Since I left corporate world to run my own business, one of the hardest questions I have to answer is 'what do you do?'. My answer usually involves describing a portfolio of strategy and consultancy work, workshops, speaking, making, and writing that span the fields of marketing, planning, content, and even into journalism. It probably says a lot for the overlapping areas of challenge and opportunity across these fields that my skills are considered to be applicable in such a broad range of areas. The downside is that it's hard to productise what I do, but I consider myself fortunate that I have plenty of paid stuff to do, and also that that my work involves such a breadth and variety that it is not only continually stretching and interesting, but that it somewhat defies a tight definition.

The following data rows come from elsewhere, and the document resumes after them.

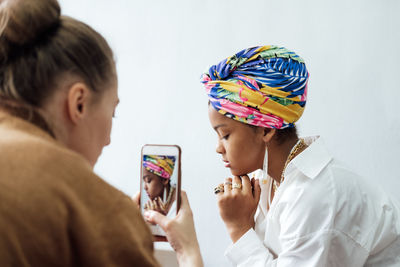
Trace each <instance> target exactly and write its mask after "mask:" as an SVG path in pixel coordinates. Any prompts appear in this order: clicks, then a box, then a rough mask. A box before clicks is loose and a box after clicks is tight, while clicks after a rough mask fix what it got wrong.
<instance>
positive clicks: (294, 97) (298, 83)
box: [201, 45, 309, 129]
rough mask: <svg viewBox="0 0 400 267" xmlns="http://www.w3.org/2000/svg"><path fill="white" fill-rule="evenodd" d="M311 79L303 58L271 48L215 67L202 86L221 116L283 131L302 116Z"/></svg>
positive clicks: (246, 54) (211, 67) (293, 54)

So I could really relate to this quote (below) taken from Miltin Glaser's fabulously rich Ten Things I Have Learned talk. Glaser descibes how he was listening to a radio interview with John Cage who, getting mildly irritated that at 75 he was repeatedly being asked about old age, said:

‘You know, I do know how to prepare for old age. Never have a job, because if you have a job someday someone will take it away from you and then you will be unprepared for your old age. For me, it has always been the same every day since the age of 12. I wake up in the morning and I try to figure out how am I going to put bread on the table today? It is the same at 75, I wake up every morning and I think how am I going to put bread on the table today? I am exceedingly well prepared for my old age’

There's a lot to be said for defying definition.